Ao nos aproximarmos, uma senhora veio ao nosso encontro e, imediatamente, ouviu o pedido meio incomum do aluno Rennó:
– Dona, a senhora tem um arrozinho com ovo pra gente comer?
A resposta alegrou nossos corações:
– Tenho sim. Já fiz a janta de hoje e vou servir vocês. Esperem um pouco.
Devia ser mais ou menos 10 horas da manhã e, para nossa sorte, até o jantar estava pronto naquele abençoado lar. Imaginamos que era mais prático e econômico fazer a comida de uma só vez, antes do almoço, mas, por nossa causa, aquela senhora teria que cozinhar tudo de novo!
E logo chegaram os nove pratos bem caprichados. Não lembro exatamente o que tinha de comida, mas sei que havia feijão, arroz, tomate e carne de porco. O ovo que o Rennó pediu, não recordo se fazia parte do cardápio. E comemos como padres! Heheheh…
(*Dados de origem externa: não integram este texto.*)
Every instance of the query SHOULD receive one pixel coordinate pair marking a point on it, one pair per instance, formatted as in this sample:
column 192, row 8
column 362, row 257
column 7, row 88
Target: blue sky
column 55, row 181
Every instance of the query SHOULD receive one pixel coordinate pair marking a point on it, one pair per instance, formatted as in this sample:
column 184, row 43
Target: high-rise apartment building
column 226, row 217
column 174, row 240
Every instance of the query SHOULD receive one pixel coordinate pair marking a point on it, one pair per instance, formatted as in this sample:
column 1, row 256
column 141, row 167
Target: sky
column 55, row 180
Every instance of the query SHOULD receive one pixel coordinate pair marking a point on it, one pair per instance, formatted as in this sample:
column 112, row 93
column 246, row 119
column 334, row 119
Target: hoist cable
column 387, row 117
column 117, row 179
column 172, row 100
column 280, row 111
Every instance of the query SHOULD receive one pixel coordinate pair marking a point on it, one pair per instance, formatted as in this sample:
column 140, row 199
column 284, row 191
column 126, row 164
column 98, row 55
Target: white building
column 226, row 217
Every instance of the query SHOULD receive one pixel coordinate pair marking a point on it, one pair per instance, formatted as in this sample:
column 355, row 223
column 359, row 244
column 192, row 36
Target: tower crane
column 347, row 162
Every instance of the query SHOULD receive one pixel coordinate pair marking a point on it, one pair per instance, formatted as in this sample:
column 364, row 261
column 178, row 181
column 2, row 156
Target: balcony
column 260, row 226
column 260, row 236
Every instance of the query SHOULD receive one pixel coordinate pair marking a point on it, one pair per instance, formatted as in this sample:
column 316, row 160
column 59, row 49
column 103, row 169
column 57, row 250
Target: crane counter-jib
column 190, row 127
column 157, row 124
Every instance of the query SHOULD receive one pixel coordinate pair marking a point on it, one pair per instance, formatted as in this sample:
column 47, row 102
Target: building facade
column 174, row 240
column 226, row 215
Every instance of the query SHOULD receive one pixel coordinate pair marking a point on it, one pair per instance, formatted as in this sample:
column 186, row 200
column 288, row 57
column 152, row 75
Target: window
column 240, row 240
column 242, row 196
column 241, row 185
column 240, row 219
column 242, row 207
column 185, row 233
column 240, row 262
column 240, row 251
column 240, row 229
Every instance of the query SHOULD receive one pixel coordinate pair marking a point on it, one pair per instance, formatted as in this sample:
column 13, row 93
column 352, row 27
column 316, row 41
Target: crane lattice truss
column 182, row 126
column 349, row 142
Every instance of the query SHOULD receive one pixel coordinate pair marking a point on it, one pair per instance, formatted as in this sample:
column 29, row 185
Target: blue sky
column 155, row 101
Abastecidos, chegamos a Maria da Fé e as áreas alagadas não nos permitiram continuar. Ficamos abrigados numa oficina mecânica, aguardando a chuva passar. Como o aluno que mais tremia de frio era eu, aceitei vestir um macacão todo sujo de graxa, que me salvou de padecer congelado.
À noite, o pai de um dos fugitivos chegou para nos levar de caminhonete para Itajubá. E após o banho, pedi à senhora da pensão onde eu morava ir comprar um lanche na padaria, pois eu não podia me expor na rua para não ser preso pelos inimigos.
Bem, mas sabe por que estou contando tudo isso? Na verdade, quero me reportar a um sentimento de ingratidão que guardo no coração, porque não me lembro como agradeci – e se agradeci – as pessoas que me ajudaram. ‘Obrigado’ eu acredito ter dito, mas somente isso foi muito pouco! Hoje, não sei se estão vivas, nem mesmo alguns rostos ou lugares que viviam me recordo. Como reparar isso?
Eu rezo pela senhora da casinha no campo, pelo mecânico que me emprestou o macacão, pelo pai do amigo que nos transportou na caminhonete e pela dona da pensão – esta sim, sei que faleceu. Peço a Deus que tenham paz abundante assim na Terra como no Céu, mas ainda carrego um pouco de culpa por não lhes ter retribuído todo o bem que fizeram. Na época, por alguns meses sustentei o desejo de ir a Maria da Fé levar um presente ao mecânico, mas nem o macacão devolvi pessoalmente – seguiu pelo caminhão de leite.
Então, não somente eu, mas também você, leitor, temos que aproveitar todas as oportunidades para retribuir o amor que recebemos. Não podemos deixar os agradecimentos de cada dia para depois, porque novas oportunidades poderão não existir.
Amar como Jesus amou não é fácil, porém, amar como percebemos que somos amados por tanta gente é o mínimo que o mundo espera de nós. Há carinho suficiente emanando dos corações e não temos o direito de segurar isso conosco, sem retribuir. Faça também a sua parte para não se arrepender.